A good man had been buried under a lie. And now, he had turned his back on a world that had done him the same.
I looked at the final words of her article. A quote from the Gita, perhaps given to her by the Inspector himself:
“Among thousands of men, only one strives for perfection. Among those who strive, only a rare soul knows Me in truth.”
Tears welled up in my eyes. Not just for him—but for all those wronged by the system, whose voices go unheard.
The man who saved me had become a ghost, a wandering spirit in the Himalayas. And yet, to me, he would always remain a riddle—a man wronged, and yet noble; shattered, yet deeply spiritual. A light snuffed out by injustice, but never fully extinguished.
It was too late by the time the truth came out. He was released, but he refused his badge, his salary arrears, or any compensation.
“The law is blind,” I thought. “Like him, many innocent souls rot in jails,unknown and unloved.”
Then he disappeared. Word spread that he had left for the Himalayas, with nothing but a small bag and a copy of the Bhagavad Gita.
I often sit and wonder: what made this man so complicated, so deeply misunderstood?
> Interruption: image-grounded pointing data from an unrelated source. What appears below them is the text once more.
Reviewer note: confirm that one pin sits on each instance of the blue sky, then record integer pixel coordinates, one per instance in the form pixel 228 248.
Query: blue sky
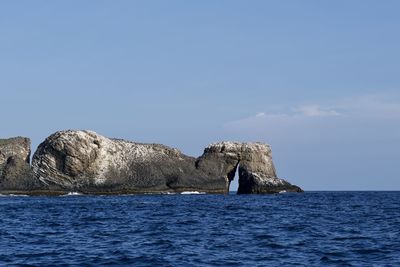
pixel 318 80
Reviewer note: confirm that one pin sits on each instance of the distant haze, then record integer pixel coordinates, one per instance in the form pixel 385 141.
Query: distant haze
pixel 318 80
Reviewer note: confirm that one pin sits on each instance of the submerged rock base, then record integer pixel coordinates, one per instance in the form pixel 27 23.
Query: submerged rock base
pixel 86 162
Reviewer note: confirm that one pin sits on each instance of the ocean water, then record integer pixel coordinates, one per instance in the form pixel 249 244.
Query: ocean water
pixel 308 229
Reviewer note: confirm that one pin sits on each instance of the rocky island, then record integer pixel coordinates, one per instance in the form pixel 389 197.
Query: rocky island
pixel 86 162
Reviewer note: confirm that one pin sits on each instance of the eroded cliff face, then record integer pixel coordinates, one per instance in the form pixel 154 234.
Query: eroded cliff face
pixel 256 169
pixel 15 172
pixel 87 162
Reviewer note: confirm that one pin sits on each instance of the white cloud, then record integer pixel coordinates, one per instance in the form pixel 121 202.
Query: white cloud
pixel 317 111
pixel 261 114
pixel 368 106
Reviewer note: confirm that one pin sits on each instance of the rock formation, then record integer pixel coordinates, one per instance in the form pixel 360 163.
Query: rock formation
pixel 86 162
pixel 15 172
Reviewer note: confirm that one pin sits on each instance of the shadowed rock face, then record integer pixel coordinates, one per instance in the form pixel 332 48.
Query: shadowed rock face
pixel 15 172
pixel 87 162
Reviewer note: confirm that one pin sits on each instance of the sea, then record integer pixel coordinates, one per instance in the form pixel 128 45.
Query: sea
pixel 288 229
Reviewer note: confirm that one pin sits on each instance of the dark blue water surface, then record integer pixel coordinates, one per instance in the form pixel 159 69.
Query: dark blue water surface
pixel 308 229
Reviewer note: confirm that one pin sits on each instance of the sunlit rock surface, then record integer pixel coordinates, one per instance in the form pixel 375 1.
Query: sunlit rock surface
pixel 15 172
pixel 84 161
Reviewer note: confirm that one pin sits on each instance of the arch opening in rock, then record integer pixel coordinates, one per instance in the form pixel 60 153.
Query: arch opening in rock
pixel 233 180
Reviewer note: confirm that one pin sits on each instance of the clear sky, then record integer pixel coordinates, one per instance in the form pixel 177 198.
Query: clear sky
pixel 318 80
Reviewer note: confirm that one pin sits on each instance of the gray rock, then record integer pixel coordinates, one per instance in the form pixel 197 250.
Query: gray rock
pixel 90 163
pixel 15 172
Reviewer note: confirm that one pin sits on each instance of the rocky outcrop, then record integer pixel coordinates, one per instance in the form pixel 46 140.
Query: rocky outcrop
pixel 15 172
pixel 87 162
pixel 256 169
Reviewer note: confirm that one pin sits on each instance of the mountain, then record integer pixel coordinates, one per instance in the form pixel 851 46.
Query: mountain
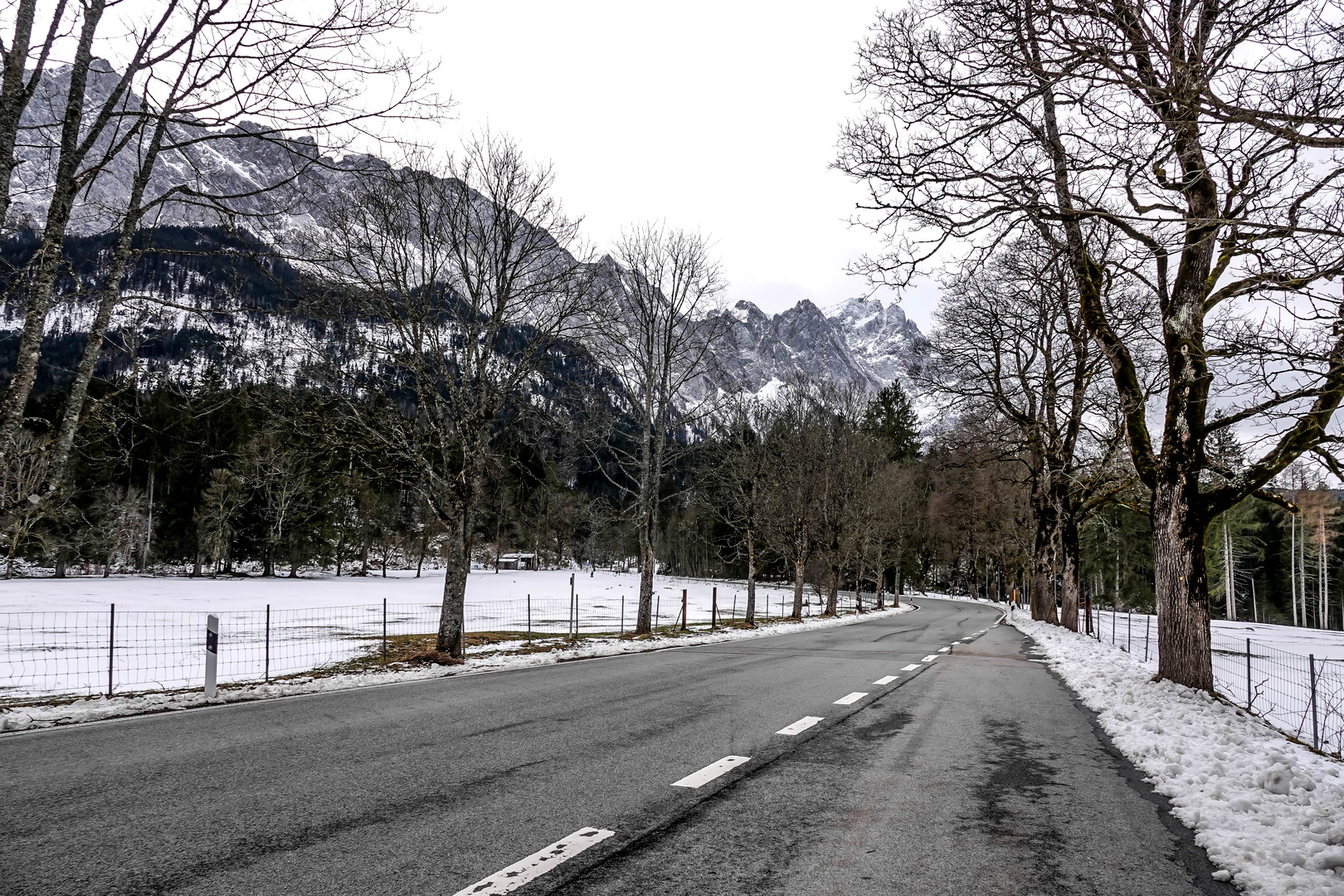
pixel 222 312
pixel 862 342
A protector, then a suspect. A convict, then a sage.
Was he always spiritual, or did suffering force him to discover his divinity?
I never got to meet him again. Perhaps no one will. But sometimes, in the silence of the night, I remember his words to me on that train platform in Delhi:
“Keep struggling. You will find success one day.”
Yes, I did. But not before life taught me that a man is not one thing. A man's character is a riddle—full of shadows and light, grace and grief.
And sometimes, the ones who save us are the ones most in need of being saved and given protection.